Seplat Petroleum Development Company Plc reached agreement to acquire Eland Oil & Gas PLC from Lombard Odier Asset Management Limited, Helios Investment Partners LLP, Richard I Griffiths and others for approximately £360 million.
The deal is subject to Eland's shareholders voting at the court meeting, either in person or by proxy, representing at least 75%. The other deal conditions include, court approvals, Nigerian Minister of Petroleum Resources approvals, Nigerian Federal Competition and Consumer Protection Commission approvals. The deal will also be subject to the applicable requirements of the Code, the Panel, AIM and the Financial Conduct Authority. The transaction has been unanimously approved by Eland's board. As of November 20, 2019, the court meeting and the general meeting convened in relation to the proposed scheme, respectively all the proposed resolutions were dully passed by the requisite majorities. As of December 12, 2019, the court has sanctioned the scheme of arrangement. The scheme is expected to become Effective in late 2019. As of October 28, 2019, the effective date of the scheme is on December 17, 2019 with a longstop date on April 15, 2020. The cancellation of admission to trading of Eland Shares on AIM is on December 18, 2019.
Allan Taylor, Mukund Dhar, Philip Broke and Ben Wilkinson of White & Case LLP and Olaniwun Ajayi LP are providing legal advices to Seplat.

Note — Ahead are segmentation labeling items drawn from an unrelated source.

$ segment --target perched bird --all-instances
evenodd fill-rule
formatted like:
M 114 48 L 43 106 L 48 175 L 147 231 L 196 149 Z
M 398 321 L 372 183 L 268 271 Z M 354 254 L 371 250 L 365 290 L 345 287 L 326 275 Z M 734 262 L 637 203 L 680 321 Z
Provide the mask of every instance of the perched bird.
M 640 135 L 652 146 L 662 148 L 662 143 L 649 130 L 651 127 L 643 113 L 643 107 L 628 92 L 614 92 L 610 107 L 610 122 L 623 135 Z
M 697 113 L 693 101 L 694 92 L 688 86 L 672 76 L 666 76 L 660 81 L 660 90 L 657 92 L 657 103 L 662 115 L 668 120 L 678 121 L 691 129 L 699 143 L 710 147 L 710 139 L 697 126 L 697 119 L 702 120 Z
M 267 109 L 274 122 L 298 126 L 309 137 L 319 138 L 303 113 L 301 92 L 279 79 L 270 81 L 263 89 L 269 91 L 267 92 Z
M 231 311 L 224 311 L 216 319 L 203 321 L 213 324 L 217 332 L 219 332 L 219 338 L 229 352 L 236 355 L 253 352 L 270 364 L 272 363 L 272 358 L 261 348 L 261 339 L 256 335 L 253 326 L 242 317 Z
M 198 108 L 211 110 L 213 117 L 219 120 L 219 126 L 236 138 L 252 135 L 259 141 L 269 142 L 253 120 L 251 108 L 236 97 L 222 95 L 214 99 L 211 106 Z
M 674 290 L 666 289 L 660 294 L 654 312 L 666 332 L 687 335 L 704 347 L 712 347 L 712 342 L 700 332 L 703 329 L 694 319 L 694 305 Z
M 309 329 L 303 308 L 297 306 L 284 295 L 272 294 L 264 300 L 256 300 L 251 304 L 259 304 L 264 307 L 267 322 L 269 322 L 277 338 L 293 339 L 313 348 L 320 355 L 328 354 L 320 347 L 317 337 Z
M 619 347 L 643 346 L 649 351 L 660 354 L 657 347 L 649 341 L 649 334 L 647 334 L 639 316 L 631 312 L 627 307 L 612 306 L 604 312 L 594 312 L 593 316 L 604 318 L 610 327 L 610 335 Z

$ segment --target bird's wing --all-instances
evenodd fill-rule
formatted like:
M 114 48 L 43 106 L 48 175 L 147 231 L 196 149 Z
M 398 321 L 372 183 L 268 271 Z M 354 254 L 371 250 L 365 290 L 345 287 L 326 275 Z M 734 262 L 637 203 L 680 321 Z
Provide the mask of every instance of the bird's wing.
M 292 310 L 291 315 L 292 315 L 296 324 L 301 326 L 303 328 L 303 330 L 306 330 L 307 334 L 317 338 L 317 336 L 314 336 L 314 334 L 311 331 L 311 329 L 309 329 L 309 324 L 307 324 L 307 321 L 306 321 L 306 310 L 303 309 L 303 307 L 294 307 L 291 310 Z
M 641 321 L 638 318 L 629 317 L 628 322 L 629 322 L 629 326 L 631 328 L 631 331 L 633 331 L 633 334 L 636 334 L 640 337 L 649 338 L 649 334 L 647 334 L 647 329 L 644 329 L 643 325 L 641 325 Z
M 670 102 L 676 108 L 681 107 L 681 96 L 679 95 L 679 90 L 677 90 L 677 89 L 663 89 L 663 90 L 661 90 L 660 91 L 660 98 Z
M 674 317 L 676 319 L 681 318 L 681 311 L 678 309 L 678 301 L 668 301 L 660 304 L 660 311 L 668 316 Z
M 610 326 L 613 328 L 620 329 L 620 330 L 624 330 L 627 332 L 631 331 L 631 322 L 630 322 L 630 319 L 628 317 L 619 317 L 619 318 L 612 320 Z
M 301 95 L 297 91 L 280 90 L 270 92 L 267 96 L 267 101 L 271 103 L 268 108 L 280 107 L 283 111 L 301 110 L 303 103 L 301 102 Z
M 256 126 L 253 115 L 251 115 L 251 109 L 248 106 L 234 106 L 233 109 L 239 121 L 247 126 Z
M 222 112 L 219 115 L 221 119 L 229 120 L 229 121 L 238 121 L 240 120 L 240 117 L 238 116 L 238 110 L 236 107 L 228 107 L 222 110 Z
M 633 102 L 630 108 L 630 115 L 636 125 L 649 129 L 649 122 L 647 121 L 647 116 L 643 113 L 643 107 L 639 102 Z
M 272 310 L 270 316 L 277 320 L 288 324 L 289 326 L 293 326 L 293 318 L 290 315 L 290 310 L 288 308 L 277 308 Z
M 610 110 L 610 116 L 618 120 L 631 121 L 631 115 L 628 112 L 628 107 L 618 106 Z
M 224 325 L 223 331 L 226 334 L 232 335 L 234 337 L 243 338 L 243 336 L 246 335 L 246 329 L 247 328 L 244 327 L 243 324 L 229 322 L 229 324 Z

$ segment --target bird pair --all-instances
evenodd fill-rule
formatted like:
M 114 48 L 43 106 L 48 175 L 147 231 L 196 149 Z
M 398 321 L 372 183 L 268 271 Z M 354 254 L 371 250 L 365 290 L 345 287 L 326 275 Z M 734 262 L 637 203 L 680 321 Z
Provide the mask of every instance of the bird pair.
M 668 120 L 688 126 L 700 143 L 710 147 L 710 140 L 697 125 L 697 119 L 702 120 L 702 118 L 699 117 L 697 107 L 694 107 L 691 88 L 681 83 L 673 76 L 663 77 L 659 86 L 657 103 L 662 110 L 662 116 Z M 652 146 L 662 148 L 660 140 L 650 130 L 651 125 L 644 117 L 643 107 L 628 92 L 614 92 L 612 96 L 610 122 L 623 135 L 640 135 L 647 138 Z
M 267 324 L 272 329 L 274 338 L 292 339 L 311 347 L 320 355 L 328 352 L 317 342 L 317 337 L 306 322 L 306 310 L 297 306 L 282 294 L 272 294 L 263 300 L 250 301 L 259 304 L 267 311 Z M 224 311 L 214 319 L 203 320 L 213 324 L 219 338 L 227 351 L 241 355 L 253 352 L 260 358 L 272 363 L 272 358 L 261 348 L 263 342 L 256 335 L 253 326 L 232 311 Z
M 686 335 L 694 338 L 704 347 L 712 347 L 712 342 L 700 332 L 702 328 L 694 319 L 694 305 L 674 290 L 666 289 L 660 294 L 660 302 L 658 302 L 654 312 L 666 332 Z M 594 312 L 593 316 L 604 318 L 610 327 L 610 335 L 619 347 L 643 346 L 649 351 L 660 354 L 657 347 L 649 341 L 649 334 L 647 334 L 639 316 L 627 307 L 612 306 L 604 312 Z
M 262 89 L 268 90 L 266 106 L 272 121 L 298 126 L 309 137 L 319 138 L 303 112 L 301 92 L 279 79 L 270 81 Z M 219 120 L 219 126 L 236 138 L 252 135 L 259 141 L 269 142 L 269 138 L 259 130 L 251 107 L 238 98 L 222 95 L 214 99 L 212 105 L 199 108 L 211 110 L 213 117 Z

Rob Hamill, Kate Ball-Dodd and Andrew Stanger of Mayer Brown International LLP, Stronachs LLP and Streamsowers & Köhn are providing legal advices to Eland. David Waring, Edward Banks and Gent Kadare of Evercore acted as financial advisors and Richard Crichton, Michael Nicholson and David McKeown of Peel Hunt LLP acted as Nominated Advisers and Joint Brokers to Eland. Luke Spells, Shreyas Bordia and Tom Reid of Citi acted as Financial Adviser and Joint Corporate Broker to Seplat.